Speakers
Description
The INFN Cloud provides a federated portfolio of cloud services for scientific communities, leveraging on an Infrastructure as Code (IaC) approach for PaaS deployments. As the infrastructure scales, the legacy INDIGO PaaS Orchestration system - a monolithic, request-driven federation middleware - exhibits structural limitations in terms of maintainability, extensibility, and cross-site portability.
This work presents a complete architectural paradigm shift, transitioning the orchestrator to a decoupled, event-driven, and geo-distributed pipeline. The legacy core is being replaced by modular, stateless Python microservices communicating via Apache Kafka, which acts as the central event bus. This design decouples data ingestion, monitoring, event processing, and scheduling, ensuring intrinsic high availability and disaster recovery across geographically distributed clusters. Furthermore, the asynchronous, event-driven model streamlines distributed operations, allowing independent development units to isolate domains such as monitoring, data-driven scheduling, and external communications.

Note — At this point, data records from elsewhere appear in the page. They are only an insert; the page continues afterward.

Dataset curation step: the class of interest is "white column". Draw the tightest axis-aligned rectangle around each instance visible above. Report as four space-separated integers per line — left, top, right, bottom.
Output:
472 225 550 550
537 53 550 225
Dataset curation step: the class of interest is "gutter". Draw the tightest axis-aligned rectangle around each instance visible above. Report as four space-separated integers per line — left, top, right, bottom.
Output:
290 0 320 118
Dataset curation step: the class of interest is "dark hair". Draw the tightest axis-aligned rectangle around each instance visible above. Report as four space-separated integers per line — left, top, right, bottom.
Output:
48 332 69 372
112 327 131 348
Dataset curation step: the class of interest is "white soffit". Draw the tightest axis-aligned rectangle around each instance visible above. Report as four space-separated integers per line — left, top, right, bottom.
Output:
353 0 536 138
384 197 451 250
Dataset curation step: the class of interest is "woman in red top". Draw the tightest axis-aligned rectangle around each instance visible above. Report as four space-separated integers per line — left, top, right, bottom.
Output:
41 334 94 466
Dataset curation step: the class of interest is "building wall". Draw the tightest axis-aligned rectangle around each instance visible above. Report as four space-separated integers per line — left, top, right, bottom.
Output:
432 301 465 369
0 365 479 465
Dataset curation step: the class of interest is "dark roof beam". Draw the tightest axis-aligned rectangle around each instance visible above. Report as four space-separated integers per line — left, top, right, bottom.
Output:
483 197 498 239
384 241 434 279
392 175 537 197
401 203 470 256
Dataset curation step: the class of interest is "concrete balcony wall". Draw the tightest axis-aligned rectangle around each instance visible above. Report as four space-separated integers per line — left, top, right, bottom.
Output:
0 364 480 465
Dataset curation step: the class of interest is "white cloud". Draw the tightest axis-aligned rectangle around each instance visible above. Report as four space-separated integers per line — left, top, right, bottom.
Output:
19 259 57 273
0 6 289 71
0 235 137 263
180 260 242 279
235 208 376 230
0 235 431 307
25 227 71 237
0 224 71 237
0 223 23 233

In parallel, the orchestration microservices are migrating to a Kubernetes-based infrastructure managed via ArgoCD, enforcing a strict GitOps model to simplify deployment, ensure continuous integration, and enhance traceability. The service portfolio is further expanded by federating Kubernetes-based providers, utilizing evolved TOSCA templates for automated deployments.
Resource allocation and quota management across multiple scientific communities are enforced using Capsule. Ultimately, these modernization efforts resolve existing technical debt and establish a highly scalable, secure, and sustainable foundation for the next generation of INFN Cloud federation.